Best practices that could be replicated

  • SPRAR, a protection system that encourages multi-level as well as local multi-stakeholder coordination. The reception system for asylum seekers and refugees – as described from page 41 – is largely managed by NGOs through either a national-local-NGOs co-ordination mechanism (the SPRAR network), or a national-NGOs mechanism without local authorities’ involvement (CAS). In Rome, the SPRAR system strengthened horizontal collaboration between the municipality, the third-sector and NGOs with significant expertise in reception of newcomers. It also contributed to improving vertical co-ordination: reception solutions are selected by the municipality according to the capacity and expertise of the local stakeholders, through a transparent process. Management standards, monitoring and funding are guaranteed by the national level. In June 2016, approximately 7 400 asylum seekers and refugees were estimated to be hosted in the Metropolitan City of Rome. Between 2014 and 2016, 55 SPRAR centres existed in the city of Rome (see page 41). Lately, the city has improved the transparency of the selection process and contract management with the entities in charge of the structures following the guidance of the national anti-corruption authority. Since the approval of the Security Decree in November 2018, some provisions of the national reception system have undergone substantial changes, whose implications are not reflected in this case study at the moment of the publication (March 2019) .

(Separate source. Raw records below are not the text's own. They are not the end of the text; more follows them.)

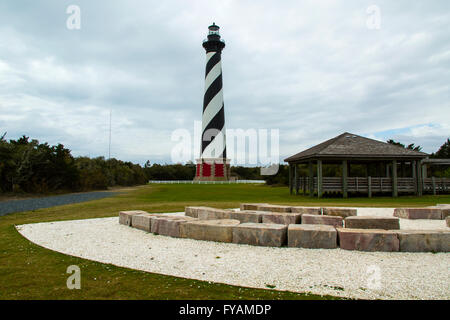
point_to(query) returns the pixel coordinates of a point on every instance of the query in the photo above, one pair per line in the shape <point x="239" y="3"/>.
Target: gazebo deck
<point x="373" y="185"/>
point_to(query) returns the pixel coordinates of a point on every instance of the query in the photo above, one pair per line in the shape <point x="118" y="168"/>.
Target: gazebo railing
<point x="377" y="184"/>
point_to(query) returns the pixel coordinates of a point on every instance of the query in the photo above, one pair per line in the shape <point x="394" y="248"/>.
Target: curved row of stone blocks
<point x="304" y="227"/>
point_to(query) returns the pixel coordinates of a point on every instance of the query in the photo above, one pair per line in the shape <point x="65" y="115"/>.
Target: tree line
<point x="29" y="166"/>
<point x="32" y="167"/>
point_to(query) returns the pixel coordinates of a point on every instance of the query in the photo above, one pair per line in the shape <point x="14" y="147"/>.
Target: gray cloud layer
<point x="311" y="69"/>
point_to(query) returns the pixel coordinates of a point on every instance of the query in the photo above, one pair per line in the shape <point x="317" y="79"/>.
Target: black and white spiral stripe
<point x="213" y="119"/>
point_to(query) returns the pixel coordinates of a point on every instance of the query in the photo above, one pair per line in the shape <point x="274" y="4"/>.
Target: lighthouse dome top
<point x="214" y="29"/>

  • Innovative housing experience for recognised refugees. Semi-autonomous homes (see page 47) were built in response to the critical juncture, when recognised refugees leave the reception system (6-12 months after recognition) and have to find their place in society on their own. Some refugees find shelter in the semi-autonomous residencies that several NGOs and faith-based organisations have set up since 2015. Building on their experience in receiving vulnerable migrants, these organisations opened homes, where refugees have to contribute with a monthly fee. Refugees can stay in these houses for six extra months, during which social workers orient them toward municipal and other local services in the process of finding a house and a job. One of the objectives is to create links with the neighbourhood, helping the newcomers build their social capital but also defeating prejudices of local communities and stereotypes about the privileged treatment that refugees receive. Unfortunately, these houses only host a very small number of refugees, while many others end up living in squats and other spontaneous settlements. A more systematic approach to temporary housing could be inspired by the Municipality of Stockholm which has built since 2015 350 modular units to ensure the transition for recognised refugees, until they find a permanent accommodation. During up to five years they can live in modular houses paying a monthly fee.

  • Proactive co-ordination and experience-sharing mechanisms among non-state actors in Rome, active in integration-related matters. Good examples are the Network Scuolemigranti (see page 52) and the “Comunità di Ospitalità” (see page 47). These networks establish a direct dialogue with the municipality of Rome that can help them find spaces and sometimes other institutional actors can delegate to them some activities (e.g. collaboration between public schools and Scuolemigranti).

  • Mechanisms to ensure access to services to the most marginalised groups. To make sure that “marginalised” people (including migrants, refugees and irregular migrants living in spontaneous settlements) can ask for municipal residence registration – and thus access the national health system – the municipality of Rome gives them a fake address in “Via Modesta Valenti”, thus providing them with a temporary residence.